Vinyl Trends

Making a living as a musician sometimes involves juggling multiple jobs. For example, Philippe Moore (shown above) is not only a saxophone player for the jazz band Vinyl Trends. He is also a band director, choir director and music teacher for St. Simon the Apostle School. Moore enjoys having both jobs because he gets to preform while still having a constant paycheck. (Photo provided)

Lawrence E. Clark grew up in a musical house with a singing mother and drummer father. However, a musical background didn’t stop Clark’s family from becoming upset when he turned down a high-paying job at IBM to pursue music. Clark remembered they stayed angry until he got a job with Beef and Boards Dinner Theatre, proving he could earn a regular paycheck with music.

“Everybody was mad at me for a long time, and there was nothing I could say or do at that time that made them change their mind,” said Clark, now a 70-year-old percussionist and vice president of the local chapter of the American Federation of Musicians. “The only thing that changed my mother’s mind was I started doing theater.”

Clark is not the only musician who had to justify his career due to the slim chances of performers achieving fame and fortune. Thankfully, musicians don’t need to move to Los Angles and write a Top 10 hit to make a living. Indianapolis offers viable career paths in the music industry. 

Performing

If Madison Square Garden doesn’t return a musician’s calls, playing local restaurants, bars and parties can make some cash. Philippe Moore, the saxophone player for local jazz band Vinyl Trends, said being in a band is like running a small business. Musicians need to create a brand and spread it through word of mouth and social media. Vinyl Trends gives the same effort for every audience regardless of size and promotes their social media accounts after every show.

“If we do a wedding gig, that may be 50-200 people that see us, but of that 50-200 people they all have at least four or five friends that they can spread the word to,” Moore said. “… Now we’re telling people we’re on Facebook, so people can check us out on Facebook and we’d have video clips and pictures there.”

Teaching

Teaching private lessons or at schools is also a viable full-time gig for musicians. Moore left a career in retail where he made over $60,000 a year to pursue music education and now teaches full time at St. Simon School in Indianapolis. He said asking children to sing or play an instrument engages a creative part of their mind they sometimes did not know they had. Moore loves the opportunity to use music to foster such creative thinking.

“I still consider it a huge success,” Moore said. “I work for a great school that supports me. I have been extremely successful in building a solid program. I’m extremely happy with what I get to do. That’s success. Am I the most monetarily fluid person? No.

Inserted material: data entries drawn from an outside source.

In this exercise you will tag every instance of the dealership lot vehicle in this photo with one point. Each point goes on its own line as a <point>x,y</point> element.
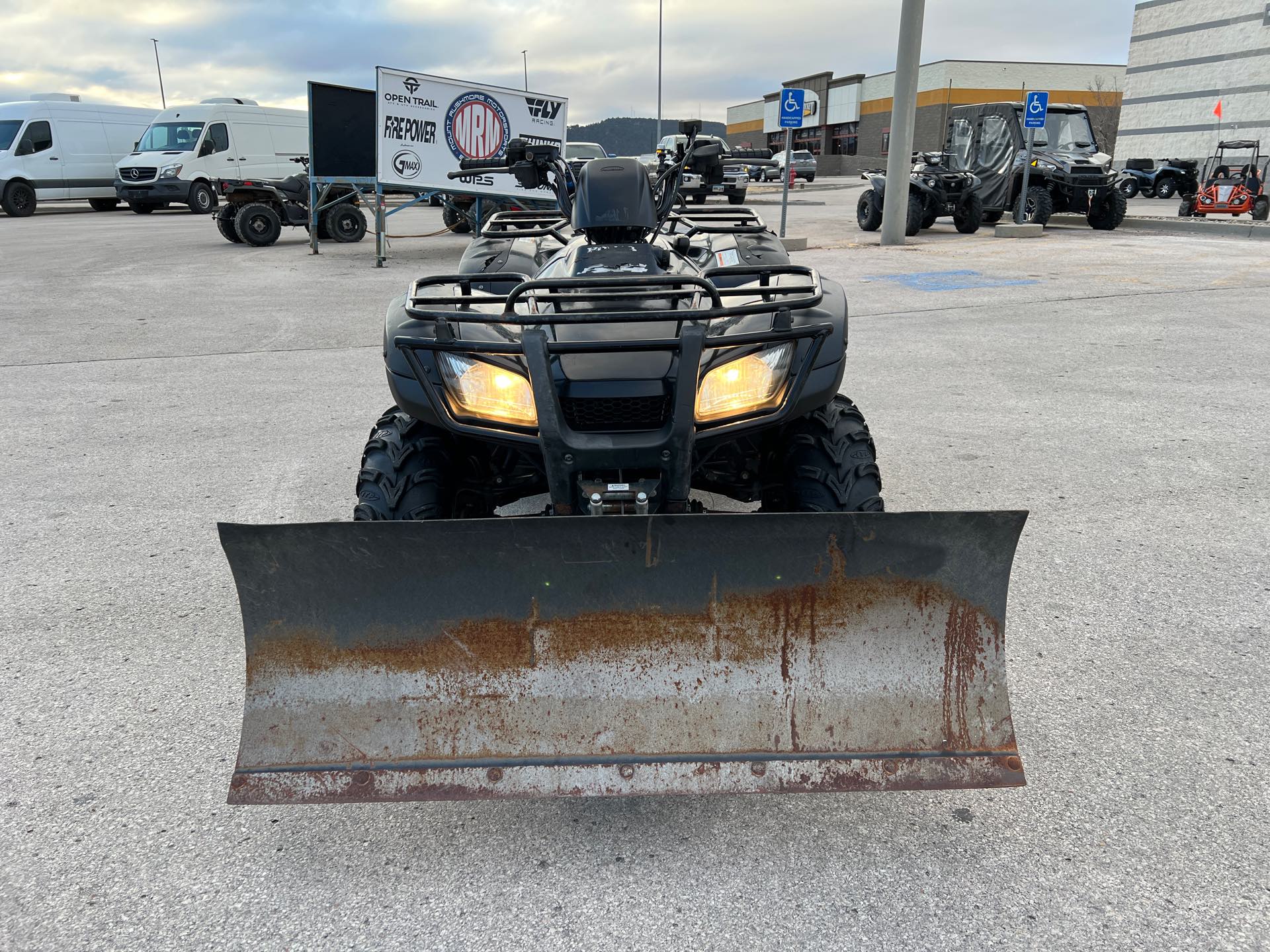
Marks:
<point>125,666</point>
<point>187,149</point>
<point>253,212</point>
<point>1068,173</point>
<point>54,147</point>
<point>1231,188</point>
<point>648,354</point>
<point>1162,179</point>
<point>803,165</point>
<point>934,190</point>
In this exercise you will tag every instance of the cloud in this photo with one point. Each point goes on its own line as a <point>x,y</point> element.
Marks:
<point>601,54</point>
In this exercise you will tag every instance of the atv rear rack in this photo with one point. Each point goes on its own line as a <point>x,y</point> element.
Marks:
<point>568,452</point>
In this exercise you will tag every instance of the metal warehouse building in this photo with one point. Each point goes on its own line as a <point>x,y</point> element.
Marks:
<point>847,118</point>
<point>1185,56</point>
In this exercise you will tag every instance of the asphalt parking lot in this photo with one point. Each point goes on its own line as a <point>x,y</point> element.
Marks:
<point>155,379</point>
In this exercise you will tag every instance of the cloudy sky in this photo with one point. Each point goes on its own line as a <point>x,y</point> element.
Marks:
<point>601,54</point>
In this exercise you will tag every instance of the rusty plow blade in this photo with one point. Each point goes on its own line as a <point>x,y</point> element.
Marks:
<point>624,655</point>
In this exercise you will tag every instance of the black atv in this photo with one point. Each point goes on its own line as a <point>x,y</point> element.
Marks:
<point>1067,175</point>
<point>616,354</point>
<point>934,190</point>
<point>1142,177</point>
<point>253,211</point>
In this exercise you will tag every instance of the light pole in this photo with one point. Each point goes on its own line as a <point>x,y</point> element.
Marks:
<point>904,112</point>
<point>161,97</point>
<point>658,73</point>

But I am well taken care of and I make a decent living.”

Music therapy

Music therapists are board-certified and full-time professionals who treat mental health through music. Ann Hannan, head music therapist at Riley Hospital for Children, said the human brain only analyzes speech in the language processing center while it analyzes music throughout multiple sections, making music an important tool to help people deal with pain, trauma and stress.

Sometimes music therapists perform music for patients, and other times they create musical activities for patients such as playing in a drum circle. Hannan said music therapists match their therapy to their patient’s tastes.

She once treated a 16-year-old sickle cell patient who asked her not to play her violin because he didn’t like classical music. Hannan explained music could decrease his pain through slowing his heart rate and breathing and then asked what music he liked. He told her he liked hip hop, so the two worked together in GarageBand to create a beat the teenager could play to help him relax whenever sickle cell caused him pain.

“A music therapist can use music that’s culturally appropriate for the people they are working with,” Hannan said. “They can use something that’s familiar that brings up positive emotions, memories and experiences. … Because of that a therapist can develop rapport with a person they are working with almost immediately because they have something in common.” 

While none of these occupations have the fortune or glamour of selling out arenas, there are stable careers for those who love music. Even if they are not what a musician originally intended to do, Moore said opportunities exist for hard working musicians.

“Music is just like any other profession,” Moore said. “You need to work really hard at it.”